BonusQuestion's avatar

I wish you were more specific on what part you need help with.Wikipedia has an explanation that might help.

The goal in Gaussian elimination is to make a lot of entries of the matrix zero. That way we can solve a system of linear equations, find the inverse or rank of a matrix much easier.

The best way to understand it is to do a few problems. Wiki already has an example. Look at that and see if it helps. Wolfram also has an entry for that with an example.

In summary you start with looking at the first column of the matrix and try to make all entries zero, except for the first entry. To do that you just add multiples of the first row to the other rows and make them all zero. Then you move to the next column and make the third, fourth, etc. entries of the second column zero. Then you go to the third column and make the fourth, fifth, etc. entries of this column zero. And so on.

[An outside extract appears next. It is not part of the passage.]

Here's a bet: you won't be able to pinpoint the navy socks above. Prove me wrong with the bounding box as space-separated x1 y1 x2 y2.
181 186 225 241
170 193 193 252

Let me know which part you don’t understand and I will try to help.

girlofscience's avatar

Gaussian elimination is fun. It’s kinda like a puzzle. You want to get your matrix to look like,

1 0 0 0
0 1 0 0
0 0 1 0
0 0 0 1

with any number on the ends of those rows, if I remember correctly. You have the options of doing a few different types of transformations on the numbers in order to systematically achieve that identity matrix.

Then you can solve the problem as a system of linear equations.

LostInParadise's avatar

The idea behind Gaussian elimination is fairly straightforward. I am going to explain just using words and no diagrams, but I still think it should be fairly clear. If you need further help, I can come up with a specific example and go through it step by step.

Suppose you have a 3 by 3 matrix in variables x, y and z, where x is the first column, y the second and z the third.

Choose a variable, say x, and choose one of the rows where the x coefficient is non-zero. Now subtract that row from each of the other rows having non-zero x coefficient, in such a way that you will end up with zero coefficient for x in the other rows.

Now choose a row with non-zero coefficient for y, but you want it to make sure it is different from the row you chose previously. This means that the row will have a zero x coefficient from the previous step. And similar to what you did before, subtract the row from each other row with non-zero y coefficient, in such a way that you end up with a zero y coefficient in the other rows.

If you think about it for a moment you will see that there will be at most one row with non-zero x coefficient and at most one with non-zero y coefficient.

Suppose that at this point that the third row (the one not chosen in the previous steps) has all zeroes in it, so that you can’t continue, as previously, to choose a row for z different from the two already chosen. This means that you are done. z is the only independent variable with both x and y expressible in terms of z.

I hope this makes sense and that you see how to generalize the method. If there are no degenerate rows that go to all zeroes then you end up with something like what @girlofscience showed. In this case the only solution is having all variables equal to 0.